Date of Award

Winter 3-22-2019

Document Type

Undergraduate Thesis

Degree Name

Bachelor of arts (BA)


Interdisciplinary Arts and Sciences

First Advisor

Michael Kucher


This paper investigates the role of the Black Death in developing England’s eating habits and culinary traditions. The mid-fourteenth century saw a marked change in English cuisine, change that traversed the classes. This change correlates with the timing of the Black Death, an episode of extreme mortality cause by bubonic plague. Notorious as the greatest single source of death across medieval Europe, the Black Death looms in modern minds as an unparalleled tragedy.
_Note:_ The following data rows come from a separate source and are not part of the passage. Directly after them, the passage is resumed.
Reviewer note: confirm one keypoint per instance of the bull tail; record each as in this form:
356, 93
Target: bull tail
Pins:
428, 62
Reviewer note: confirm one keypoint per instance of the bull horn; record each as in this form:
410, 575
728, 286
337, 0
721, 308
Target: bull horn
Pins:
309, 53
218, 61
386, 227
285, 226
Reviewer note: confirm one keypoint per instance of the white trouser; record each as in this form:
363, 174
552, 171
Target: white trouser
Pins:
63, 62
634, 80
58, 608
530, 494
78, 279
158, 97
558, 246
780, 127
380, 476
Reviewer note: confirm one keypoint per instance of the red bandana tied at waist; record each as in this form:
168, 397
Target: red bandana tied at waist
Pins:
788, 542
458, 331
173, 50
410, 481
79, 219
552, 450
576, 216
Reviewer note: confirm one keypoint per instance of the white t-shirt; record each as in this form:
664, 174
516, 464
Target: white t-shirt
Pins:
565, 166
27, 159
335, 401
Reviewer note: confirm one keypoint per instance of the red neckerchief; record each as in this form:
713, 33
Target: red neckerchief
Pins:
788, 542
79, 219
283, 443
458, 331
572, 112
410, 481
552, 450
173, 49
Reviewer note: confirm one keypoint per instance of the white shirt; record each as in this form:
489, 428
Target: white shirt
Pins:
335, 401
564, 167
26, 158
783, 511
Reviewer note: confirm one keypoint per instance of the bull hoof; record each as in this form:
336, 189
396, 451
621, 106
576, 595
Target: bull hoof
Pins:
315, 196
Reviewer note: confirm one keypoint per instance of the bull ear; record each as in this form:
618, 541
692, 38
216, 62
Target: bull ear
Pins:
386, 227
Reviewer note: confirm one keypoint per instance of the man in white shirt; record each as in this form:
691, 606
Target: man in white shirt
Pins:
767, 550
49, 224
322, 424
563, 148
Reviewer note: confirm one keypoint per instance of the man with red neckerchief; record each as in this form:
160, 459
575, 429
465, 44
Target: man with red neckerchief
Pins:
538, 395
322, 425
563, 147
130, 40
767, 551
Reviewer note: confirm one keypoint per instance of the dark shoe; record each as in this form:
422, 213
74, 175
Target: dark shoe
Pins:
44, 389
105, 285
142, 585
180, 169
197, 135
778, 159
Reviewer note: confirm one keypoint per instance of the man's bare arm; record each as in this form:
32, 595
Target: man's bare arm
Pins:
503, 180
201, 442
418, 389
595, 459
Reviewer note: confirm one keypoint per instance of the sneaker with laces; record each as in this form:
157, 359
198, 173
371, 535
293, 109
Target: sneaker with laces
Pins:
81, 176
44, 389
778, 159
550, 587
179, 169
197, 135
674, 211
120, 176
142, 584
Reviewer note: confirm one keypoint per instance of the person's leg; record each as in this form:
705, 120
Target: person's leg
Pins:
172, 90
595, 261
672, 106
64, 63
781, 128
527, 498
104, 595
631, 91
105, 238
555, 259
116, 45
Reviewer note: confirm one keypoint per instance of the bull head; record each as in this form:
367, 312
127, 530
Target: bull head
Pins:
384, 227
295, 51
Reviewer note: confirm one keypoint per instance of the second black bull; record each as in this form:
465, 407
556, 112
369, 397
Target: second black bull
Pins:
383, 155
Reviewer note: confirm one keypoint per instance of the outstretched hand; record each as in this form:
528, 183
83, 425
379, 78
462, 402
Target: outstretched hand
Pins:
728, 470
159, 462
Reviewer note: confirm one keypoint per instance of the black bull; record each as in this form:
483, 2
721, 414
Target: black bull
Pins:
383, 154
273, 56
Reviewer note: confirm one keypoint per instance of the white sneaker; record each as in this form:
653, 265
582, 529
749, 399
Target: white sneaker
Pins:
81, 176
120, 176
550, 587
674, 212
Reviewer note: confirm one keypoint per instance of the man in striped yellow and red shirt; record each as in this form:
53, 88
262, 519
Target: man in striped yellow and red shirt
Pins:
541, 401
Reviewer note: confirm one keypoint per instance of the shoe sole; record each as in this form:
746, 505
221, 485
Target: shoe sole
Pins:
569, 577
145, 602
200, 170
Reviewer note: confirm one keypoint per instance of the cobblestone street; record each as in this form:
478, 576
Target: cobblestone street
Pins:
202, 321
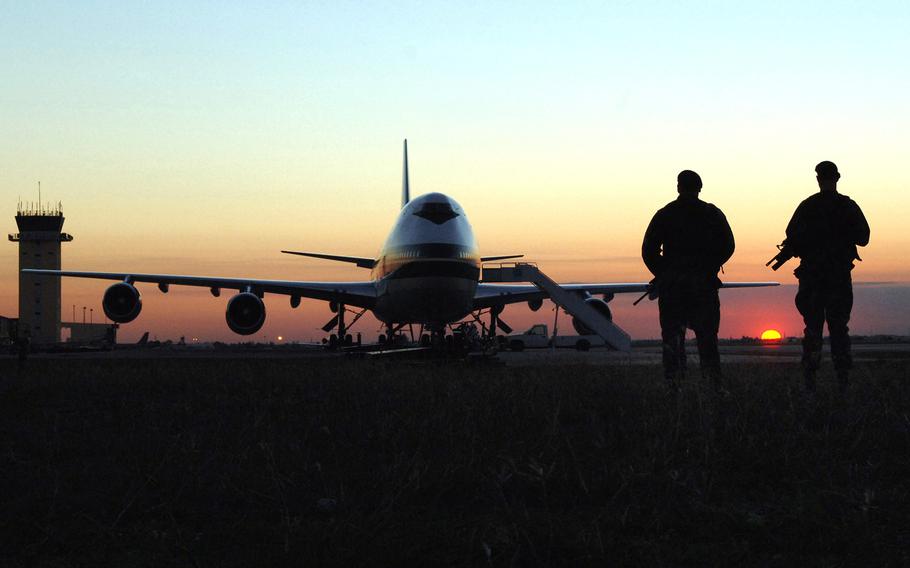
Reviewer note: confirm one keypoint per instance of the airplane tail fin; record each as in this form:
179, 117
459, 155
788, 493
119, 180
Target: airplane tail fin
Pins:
405, 183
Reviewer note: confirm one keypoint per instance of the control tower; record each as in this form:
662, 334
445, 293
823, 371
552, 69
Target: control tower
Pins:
39, 237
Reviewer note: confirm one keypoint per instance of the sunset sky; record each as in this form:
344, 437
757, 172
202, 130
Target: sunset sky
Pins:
204, 137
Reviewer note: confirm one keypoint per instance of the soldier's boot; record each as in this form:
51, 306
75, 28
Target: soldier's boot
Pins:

Between 1348 to 1350, the Black Death swept across Europe and killed between one third and one half of the population. England endured an average of forty percent population loss, seemingly turning society upside down as manors and fields were neglected. However, two interesting phenomena occurred following the Black Death that had repercussions for centuries: the proportion of livestock to farmed land increased dramatically, and the peasant classes gained better wages and unprecedented mobility leading to a demand for more and higher quality foods. Existing scholarship tends to focus on economic, sociological, and agricultural trends during the Black Death, or on cooking, kitchens, and food customs. This paper connects Black Death history to food history. Primary sources utilized include manorial records and data compiled from these records, fourteenth century recipes, contemporary literature including the thirteenth century Treatise of Walter Bibbesworth and fourteenth century Canterbury Tales and Piers Plowman. The sources confirm that the Black Death contributed greatly to the change in the way nearly all lower-class English subjects ate, as well as the attitudes surrounding food.